E-commerce has been here for a whole ten years, according to this article on CNET. A classmate of the founder of NetMarket purchased a CD online on August 11 1994, using a secure commercial transaction system for the first time, and kicked off a change in the way the world does business. This year, according to Forrester Research, online retailers in the US alone will take in $144 billion, making one dollar out of every fifteen spent an online dollar.
Whether it was NetMarket or the Internet Shopping Network that actually processed the first secure credit card purchase on the Internet in August 1994 doesn't really matter. That the US government only legally permitted commercial use of the Internet in 1995 is irrelevant.
What is significant is the pace at which this has happened, and the pace at which it is accelerating. In the US, e-commerce revenues this year will be 27 percent more than last year. In other countries the growth rate is higher. Despite anxieties about online security, the convenience of doing business online continues to drive more consumers to their browsers, and stimulates more businesses to do a better job of providing their products and services online.
The globalization of the Internet consumer base has prompted unprecedented attention to global e-commerce among sellers. American corporations are currently spending an average of $500,000 on globalizing their sites for every billion dollars of corporate revenue. How global is that Internet user base these days?

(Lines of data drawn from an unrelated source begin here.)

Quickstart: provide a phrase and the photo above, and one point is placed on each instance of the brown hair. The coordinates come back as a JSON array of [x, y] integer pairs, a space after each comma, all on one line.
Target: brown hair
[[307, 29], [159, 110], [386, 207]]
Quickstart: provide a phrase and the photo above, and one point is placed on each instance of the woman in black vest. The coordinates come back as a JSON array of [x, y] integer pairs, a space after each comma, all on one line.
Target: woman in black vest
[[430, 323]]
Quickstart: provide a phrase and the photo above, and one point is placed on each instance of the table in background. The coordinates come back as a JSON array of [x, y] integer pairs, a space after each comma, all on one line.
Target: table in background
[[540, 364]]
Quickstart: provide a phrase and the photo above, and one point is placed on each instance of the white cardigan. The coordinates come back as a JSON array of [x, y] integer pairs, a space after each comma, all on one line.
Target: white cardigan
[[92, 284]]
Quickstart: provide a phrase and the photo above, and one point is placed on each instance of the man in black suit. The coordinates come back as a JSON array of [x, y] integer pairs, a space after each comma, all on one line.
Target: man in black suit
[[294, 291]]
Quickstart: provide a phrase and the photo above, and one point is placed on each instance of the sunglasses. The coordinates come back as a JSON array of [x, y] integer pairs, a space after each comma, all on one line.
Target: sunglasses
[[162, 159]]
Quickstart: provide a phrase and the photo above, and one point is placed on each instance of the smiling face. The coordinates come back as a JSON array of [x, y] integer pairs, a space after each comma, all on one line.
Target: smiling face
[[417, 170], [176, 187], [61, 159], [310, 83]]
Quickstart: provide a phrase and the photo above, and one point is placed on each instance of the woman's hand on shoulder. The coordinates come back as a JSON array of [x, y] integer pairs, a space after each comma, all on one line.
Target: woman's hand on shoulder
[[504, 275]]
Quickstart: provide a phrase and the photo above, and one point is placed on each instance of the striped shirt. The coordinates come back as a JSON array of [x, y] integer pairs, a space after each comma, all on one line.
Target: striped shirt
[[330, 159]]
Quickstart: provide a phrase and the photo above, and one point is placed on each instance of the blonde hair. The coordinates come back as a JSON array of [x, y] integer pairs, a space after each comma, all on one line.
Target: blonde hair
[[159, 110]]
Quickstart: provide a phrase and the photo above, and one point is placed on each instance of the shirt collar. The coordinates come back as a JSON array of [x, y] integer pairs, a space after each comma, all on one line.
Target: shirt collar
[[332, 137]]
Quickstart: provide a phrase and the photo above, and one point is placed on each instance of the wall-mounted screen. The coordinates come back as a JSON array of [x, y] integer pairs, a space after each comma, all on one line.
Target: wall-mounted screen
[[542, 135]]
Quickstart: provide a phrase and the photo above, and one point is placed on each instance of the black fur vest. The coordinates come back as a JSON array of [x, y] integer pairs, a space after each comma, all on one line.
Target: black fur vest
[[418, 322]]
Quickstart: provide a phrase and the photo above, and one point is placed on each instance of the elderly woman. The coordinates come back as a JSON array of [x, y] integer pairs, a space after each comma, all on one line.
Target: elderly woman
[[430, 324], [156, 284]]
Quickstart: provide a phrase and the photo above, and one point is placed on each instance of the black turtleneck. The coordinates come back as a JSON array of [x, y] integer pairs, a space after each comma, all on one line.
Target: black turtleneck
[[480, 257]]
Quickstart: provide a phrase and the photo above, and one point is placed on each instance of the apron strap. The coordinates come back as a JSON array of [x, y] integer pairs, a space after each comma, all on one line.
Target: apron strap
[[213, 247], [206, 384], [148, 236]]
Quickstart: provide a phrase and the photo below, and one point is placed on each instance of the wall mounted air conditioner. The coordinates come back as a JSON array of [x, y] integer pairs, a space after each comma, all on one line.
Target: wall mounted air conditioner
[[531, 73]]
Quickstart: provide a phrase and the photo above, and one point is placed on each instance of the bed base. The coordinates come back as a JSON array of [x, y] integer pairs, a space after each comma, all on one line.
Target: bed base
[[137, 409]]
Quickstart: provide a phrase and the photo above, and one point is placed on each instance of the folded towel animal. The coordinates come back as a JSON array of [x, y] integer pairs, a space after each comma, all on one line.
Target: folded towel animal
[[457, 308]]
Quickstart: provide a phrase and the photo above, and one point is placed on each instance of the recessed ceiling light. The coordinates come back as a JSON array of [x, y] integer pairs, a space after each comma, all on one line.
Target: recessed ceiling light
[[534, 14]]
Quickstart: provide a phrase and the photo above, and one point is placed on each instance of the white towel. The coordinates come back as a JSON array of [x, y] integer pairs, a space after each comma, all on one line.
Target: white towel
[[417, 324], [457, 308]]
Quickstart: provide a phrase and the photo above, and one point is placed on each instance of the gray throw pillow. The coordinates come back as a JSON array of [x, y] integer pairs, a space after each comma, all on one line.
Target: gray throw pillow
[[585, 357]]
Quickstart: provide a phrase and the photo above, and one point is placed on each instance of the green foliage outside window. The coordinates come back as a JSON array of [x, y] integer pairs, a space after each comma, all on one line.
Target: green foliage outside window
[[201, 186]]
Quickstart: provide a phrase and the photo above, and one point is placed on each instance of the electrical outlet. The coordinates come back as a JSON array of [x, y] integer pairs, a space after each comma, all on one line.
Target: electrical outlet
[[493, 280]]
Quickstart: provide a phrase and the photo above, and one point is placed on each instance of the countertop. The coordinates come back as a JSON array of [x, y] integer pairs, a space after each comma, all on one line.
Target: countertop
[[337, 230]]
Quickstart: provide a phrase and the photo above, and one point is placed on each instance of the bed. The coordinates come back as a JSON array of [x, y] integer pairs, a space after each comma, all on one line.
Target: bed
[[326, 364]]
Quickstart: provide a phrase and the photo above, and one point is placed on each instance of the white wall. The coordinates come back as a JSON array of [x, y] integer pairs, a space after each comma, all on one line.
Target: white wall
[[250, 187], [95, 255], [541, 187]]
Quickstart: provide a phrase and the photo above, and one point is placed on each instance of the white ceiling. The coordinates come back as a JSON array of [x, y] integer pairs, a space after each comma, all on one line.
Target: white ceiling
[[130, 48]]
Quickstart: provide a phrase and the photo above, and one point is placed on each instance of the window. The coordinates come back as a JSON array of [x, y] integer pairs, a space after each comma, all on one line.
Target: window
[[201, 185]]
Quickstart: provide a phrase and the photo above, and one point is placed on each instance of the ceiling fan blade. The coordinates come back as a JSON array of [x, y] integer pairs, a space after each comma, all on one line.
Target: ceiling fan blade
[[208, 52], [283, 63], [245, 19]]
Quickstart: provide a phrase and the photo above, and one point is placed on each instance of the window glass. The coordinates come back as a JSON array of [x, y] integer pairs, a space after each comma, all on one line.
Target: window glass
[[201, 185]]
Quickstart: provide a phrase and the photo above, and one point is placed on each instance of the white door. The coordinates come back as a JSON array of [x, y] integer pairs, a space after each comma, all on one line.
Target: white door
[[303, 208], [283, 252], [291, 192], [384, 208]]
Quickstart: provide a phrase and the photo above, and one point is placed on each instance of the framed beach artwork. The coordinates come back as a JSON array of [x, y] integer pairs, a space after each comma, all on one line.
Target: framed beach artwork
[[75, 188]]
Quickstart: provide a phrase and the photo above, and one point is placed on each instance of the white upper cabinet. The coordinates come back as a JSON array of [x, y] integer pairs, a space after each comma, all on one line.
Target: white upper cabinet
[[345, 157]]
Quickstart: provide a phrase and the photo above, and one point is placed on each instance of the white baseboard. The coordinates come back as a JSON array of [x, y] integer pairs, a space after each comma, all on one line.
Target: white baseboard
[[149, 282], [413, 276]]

According to A.C. Nielsen and others, the US has about 139 million active at-home Internet users, followed by China with 80 million. Japan had 34 million, South Korea 31 million, Germany 27 million, the UK 21 million, France 14 million, and Brazil 12 million. The growing powerhouse, of course, is China which will have 100 million Internet users by year end. And the absolute numbers don't tell the whole story -- it is the proportion of the population that really determines how intensively the technology influences business culture.
Remember the clicks-vs-bricks arguments of a few years ago, and the assertions that retailers could never make a profit online? Mere teething troubles and learning curves. When e-commerce actually matures (if ever), those early analyses will seem so short-sighted. The same will be true of the superstitious early attitudes to most aspects of e-business and e-learning.